The ability to receive email is one of the greatest joys of computing. Most computer users I know used to get depressed if they had not received any email within the last hour. I suspect the scourge of spam might have changed that feeling.
This modern day's preferred mode of communication is an ideal vehicle for rogue code. However, email "bombs" (pieces of code that can trigger harmful operations when an email is "opened") go back quite far in history. In the olden days (when there were no Word document attachments), a bomb sender could have embedded escape sequences for a terminal in the mail text. Potentially harmful operations could be performed if the recipient viewed the text on a terminal honoring the sequences. For example, if a terminal allowed escape sequences to insert characters in its input buffer, an email could trigger execution of commands on the receiver's machine.

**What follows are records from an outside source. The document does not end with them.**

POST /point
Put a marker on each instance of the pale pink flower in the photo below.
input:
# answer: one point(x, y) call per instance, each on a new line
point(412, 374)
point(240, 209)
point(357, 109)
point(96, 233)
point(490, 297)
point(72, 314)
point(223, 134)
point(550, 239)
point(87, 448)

Today's viewing devices are not free from escape sequences. The popular xterm on various Unix systems, and Terminal.app on Mac OS X, both honor several potentially irritating (if not critically harmful) escape sequences. A partial list of such sequences is given below. These may not "work" (negatively) on all xterm implementations. You could "try" these by creating a file, say, using vi, typing the sequence, saving the file, and then cat'ing it. Note that the ^[ is the escape character, entered in vi by typing ctrl-v.
^[(0 |
garbles xterms that use the US ASCII character set |
^[(B |
restores US ASCII character set |
^[[?5h |
sets reverse video |
^[[?9h |
sets sending of MIT mouse row/column on button press: will mess up text selection |
^[]P10;colorspec^G |
sets foreground color to that specified by colorspec |
^[]P11;colorspec^G |
sets background color to that specified by colorspec |
^[P0;0 |
locks keyboard |
Greener pastures for mail bombing appeared as mail programs provided versatile execution environments in their attempts to be feature-rich, convenient, and user-friendly. It is a tough wire to walk. While such features are meant to improve work-flow and are desirable, as programs become complex, policies must be devised to specify resources that embedded programs are allowed to access. Users are not very patient in general, and often they would simply run whatever wants to run!
It is usually rather difficult to combine security and ease-of-use.